Survivorship bias is one of the most pervasive and underappreciated statistical distortions in financial markets, affecting how investors perceive the historical performance of mutual funds, stock market strategies, and investment strategies based on back-tested data.
In the Indian mutual fund context, survivorship bias is embedded in the performance databases used by most investors and comparison platforms. When a mutual fund scheme is merged into another (often due to regulatory rationalisation under SEBI's mutual fund categorisation rules of 2017–18, which eliminated many duplicate schemes) or wound up due to poor performance, its track record disappears from the live fund universe. Databases that show the 10-year average returns of equity mutual funds implicitly only count the funds that survived the full 10-year period. Funds that were merged or closed — disproportionately the underperformers — are excluded, causing the average historical return figure to appear higher than what the average rupee actually earned.
SEBI's mutual fund regulations have resulted in significant consolidation, with well over 100 schemes being merged into other schemes between 2017 and 2020 alone. An honest assessment of actively managed fund performance must include the returns of discontinued schemes to avoid the survivorship bias distortion.
In equity market history, survivorship bias makes the market appear to have always been populated by quality companies.
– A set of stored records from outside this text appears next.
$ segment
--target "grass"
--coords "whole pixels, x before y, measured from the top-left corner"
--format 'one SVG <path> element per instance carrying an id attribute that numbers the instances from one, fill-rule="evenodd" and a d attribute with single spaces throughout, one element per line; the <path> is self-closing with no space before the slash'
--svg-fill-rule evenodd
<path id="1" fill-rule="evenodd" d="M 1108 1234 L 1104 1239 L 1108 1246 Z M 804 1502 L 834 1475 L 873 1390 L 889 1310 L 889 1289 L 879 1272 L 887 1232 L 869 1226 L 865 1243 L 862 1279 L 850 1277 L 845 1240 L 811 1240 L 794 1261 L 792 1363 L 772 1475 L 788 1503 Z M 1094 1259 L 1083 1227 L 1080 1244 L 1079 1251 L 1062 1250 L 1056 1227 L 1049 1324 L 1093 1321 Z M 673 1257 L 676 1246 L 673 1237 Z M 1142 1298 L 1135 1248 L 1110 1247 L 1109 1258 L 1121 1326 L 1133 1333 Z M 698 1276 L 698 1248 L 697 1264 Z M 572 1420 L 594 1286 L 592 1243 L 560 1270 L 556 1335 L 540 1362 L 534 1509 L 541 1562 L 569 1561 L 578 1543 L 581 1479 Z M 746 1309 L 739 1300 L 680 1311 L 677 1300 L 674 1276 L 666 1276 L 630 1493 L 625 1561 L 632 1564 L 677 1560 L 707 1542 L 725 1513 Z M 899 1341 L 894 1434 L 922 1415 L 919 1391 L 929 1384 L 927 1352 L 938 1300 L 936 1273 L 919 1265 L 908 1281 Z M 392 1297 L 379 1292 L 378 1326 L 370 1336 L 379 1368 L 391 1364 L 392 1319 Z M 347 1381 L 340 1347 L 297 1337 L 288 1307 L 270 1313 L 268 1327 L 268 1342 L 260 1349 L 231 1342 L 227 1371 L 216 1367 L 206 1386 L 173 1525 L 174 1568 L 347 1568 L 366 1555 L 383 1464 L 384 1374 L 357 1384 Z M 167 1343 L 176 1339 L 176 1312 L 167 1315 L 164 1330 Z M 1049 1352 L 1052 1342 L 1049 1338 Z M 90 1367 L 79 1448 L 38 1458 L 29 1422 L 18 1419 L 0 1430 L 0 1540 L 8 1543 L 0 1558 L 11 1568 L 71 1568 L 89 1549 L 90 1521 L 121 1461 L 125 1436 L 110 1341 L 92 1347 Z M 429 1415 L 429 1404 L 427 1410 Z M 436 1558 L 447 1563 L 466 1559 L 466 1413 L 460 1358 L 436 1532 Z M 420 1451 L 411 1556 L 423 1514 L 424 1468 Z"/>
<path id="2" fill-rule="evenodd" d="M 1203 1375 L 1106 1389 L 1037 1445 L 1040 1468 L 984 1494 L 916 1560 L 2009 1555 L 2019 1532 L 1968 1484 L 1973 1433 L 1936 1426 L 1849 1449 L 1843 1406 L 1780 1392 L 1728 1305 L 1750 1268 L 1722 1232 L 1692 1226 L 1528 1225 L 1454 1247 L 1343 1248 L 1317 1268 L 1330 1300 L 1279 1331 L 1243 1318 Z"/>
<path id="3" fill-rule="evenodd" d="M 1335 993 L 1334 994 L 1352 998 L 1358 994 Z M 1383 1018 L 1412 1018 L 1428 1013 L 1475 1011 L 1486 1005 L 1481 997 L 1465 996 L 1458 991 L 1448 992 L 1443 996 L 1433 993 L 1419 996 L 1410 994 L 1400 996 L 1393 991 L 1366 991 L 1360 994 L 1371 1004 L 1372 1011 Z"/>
The companies that went bankrupt, were delisted for non-compliance, or saw their stocks become worthless (think IL&FS, DHFL, Yes Bank's pre-recapitalisation period, Jet Airways) are removed from indices and performance calculations. Long-run stock market return databases computed from index data implicitly include the benefit of index reconstitution — losing stocks are removed and replaced by winners — a form of institutional momentum strategy that retail buy-and-hold portfolios do not automatically replicate.
For back-tested investment strategies, survivorship bias is especially pernicious. A strategy back-tested on current index constituents (say, all Nifty 500 stocks as of today) will produce artificially elevated returns because it includes only companies that were successful enough to remain listed and prominent — it has no historical exposure to the companies that failed during the same period. Properly constructed back-tests use point-in-time databases that include all companies that existed at each historical date, including those that subsequently failed. The gap between survivorship-biased and point-in-time back-tests can range from 3–7% annually, fundamentally changing the viability assessment of a strategy.